27th June – Pride Day – Marked by the Action “Hate-Free Zone” and a Walk in Downtown Belgrade

Belgrade, 27.06.2013.

The international Pride Day was marked today in Belgrade by an action called „Hate-Free Zone“ („Zona slobodna od mržnje“) and a short walk from the Republic Square (central square in Belgrade) through main Belgrade streets.


This action was organised by: Women in Black (Žene u crnom, ŽUC), Gay Straight Alliance (GSA), IDAHO Belgrade, Gay Lesbian Info Center (GLIC), Association „Rainbow“, Novi Sad Lesbian Organization (NLO), and they were also joined by activists from other non-governmental organisations.

The assembly started at noon and gathered around 150 participants, including: Miljenko Dereta, MP from Liberal-democratic party (LDP); Tamara Lukšić Orlandić, Deputy Ombudsman; Biljana Srbljanović, playwright; Gordana Mitrović, the first trans person in Serbia who spoke out publicly about her life in the documentary „When I was a little boy, I was a little girl“; and representatives from international organisations and the civic sector.

After gathering on the Republic Square and hearing a short address by the organisers, the participants took a walk along Knez Mihailova and Zmaj Jovina Streets to Obilićev Venac, where in 2009 a French citizen, Brice Taton, was murdered.
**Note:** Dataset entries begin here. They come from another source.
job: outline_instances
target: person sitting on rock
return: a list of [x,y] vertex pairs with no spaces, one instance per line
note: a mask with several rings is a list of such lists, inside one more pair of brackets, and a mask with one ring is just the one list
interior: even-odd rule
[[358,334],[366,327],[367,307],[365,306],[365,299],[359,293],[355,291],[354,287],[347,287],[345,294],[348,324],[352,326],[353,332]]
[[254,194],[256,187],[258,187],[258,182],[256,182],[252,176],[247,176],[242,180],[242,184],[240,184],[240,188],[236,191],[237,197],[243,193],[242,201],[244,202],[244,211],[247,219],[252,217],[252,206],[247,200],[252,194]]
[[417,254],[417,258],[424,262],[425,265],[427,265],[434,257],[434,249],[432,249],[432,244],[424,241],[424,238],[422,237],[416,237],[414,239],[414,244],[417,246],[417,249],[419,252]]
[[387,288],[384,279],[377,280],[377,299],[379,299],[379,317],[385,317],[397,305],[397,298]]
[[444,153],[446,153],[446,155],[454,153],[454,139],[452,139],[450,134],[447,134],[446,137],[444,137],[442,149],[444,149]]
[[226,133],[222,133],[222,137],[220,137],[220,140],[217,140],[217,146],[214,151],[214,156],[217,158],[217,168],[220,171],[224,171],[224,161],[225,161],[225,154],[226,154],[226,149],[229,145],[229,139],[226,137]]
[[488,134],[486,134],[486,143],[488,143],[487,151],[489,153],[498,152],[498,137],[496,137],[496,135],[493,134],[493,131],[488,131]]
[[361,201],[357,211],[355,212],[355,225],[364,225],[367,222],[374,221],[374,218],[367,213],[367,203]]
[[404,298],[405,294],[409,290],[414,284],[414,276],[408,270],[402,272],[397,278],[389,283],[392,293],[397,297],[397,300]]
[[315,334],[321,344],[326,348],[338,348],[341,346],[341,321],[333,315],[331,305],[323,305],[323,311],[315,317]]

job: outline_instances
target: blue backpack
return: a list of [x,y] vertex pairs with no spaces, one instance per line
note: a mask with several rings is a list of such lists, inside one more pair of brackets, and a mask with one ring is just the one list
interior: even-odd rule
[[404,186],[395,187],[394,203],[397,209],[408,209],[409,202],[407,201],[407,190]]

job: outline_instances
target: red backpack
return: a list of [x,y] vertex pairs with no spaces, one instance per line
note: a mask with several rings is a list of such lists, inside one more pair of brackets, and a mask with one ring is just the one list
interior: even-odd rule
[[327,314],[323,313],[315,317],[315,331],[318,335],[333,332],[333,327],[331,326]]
Brice Taton had arrived to Belgrade for a football match of his Toulouse club and, in the atmosphere of hatred and heightened social tensions on the eve of the scheduled Pride Parade, he was brutally beaten by extreme right-wing houligans.

The participants carried a huge sign that said “Hate-Free Zone”, an eight-meter-long rainbow flag, as well as many smaller rainbow flags. The assembly was secured by the police, while a lot of citizens cheered the procession on during its progress, showed their support, or even joined in. There was not a single incident.

Lazar Pavlović, President of GSA, said that the activists from non-governmental organisations gathered on the Republic Square in order to mark the international LGBT Pride Day, send an anti-violence message, and show solidarity for all other vulnerable groups in society that suffer violence. „We wish to show our solidarity with them and to show that we do not accept violence and will fight it with non-violent methods“, Pavlović said, emphasising that LGBT people in Serbia want to live their life in dignity just like other citizens, and not under the burden of shame. „Violence and hatred are huge problems in this society and their solution includes numerous social and political factors. That is why the LGBT movement in Serbia, with the support of other organisations, through this and other individual and mutual actions, is trying to point out the clear necessity of building and strengthening social solidarity, not only between various minority groups, but also solidarity and tolerance in the entire society.“

On Obilićev Venac, there was a minute of silence in memory of Brice Taton, and at the spot where he was killed (on the stairs of Obilićev Venac), the participants left the large rainbow flag which they had carried in the procession. The organisers stated that such hate crimes must not be repeated ever again and that in the future, every year on the 27th June, through similar actions under the same name „Hate-Free Zone“, various locations in Belgrade and other Serbian cities will be symbolically „freed“ from all forms of xenophobia, racism, homophobia, chauvinism, hatred and bigotry towards different social groups and individuals.


International Pride Day is marked around the world in memory of the Stonewall Revolution – first open riots against systematic arrests, persecutions and harrassment of lesbians, gays, bisexual and transgender people by the US government. In the night between the 27th and 28th June 1969, in a gay club- The Stonewall Inn- in New York, there occurred (yet) another police raid, which grew into a spontaneous physical confrontation between the police and LGBT people who decided to stand up to harrassment and demand that their human and civil rights be respected. The police arrested the protest leaders, used water cannons to disperse the rest, but the demonstrations spread through New York and continued in the next few days, leading towards great positive changes. These protests mark the very beginning of organised activism and the modern-day movement for the successful exercise of rights of the LGBT community in the US and then also in the rest of the world.

Pride, in the context of celebrating the international Pride Day, signifies the need of LGBT people to live their life in dignity just like other citizens, as well as to participate in all socio-political events on an equal footing and not as concealed second-rate citizens with the burden of shame for their own existence.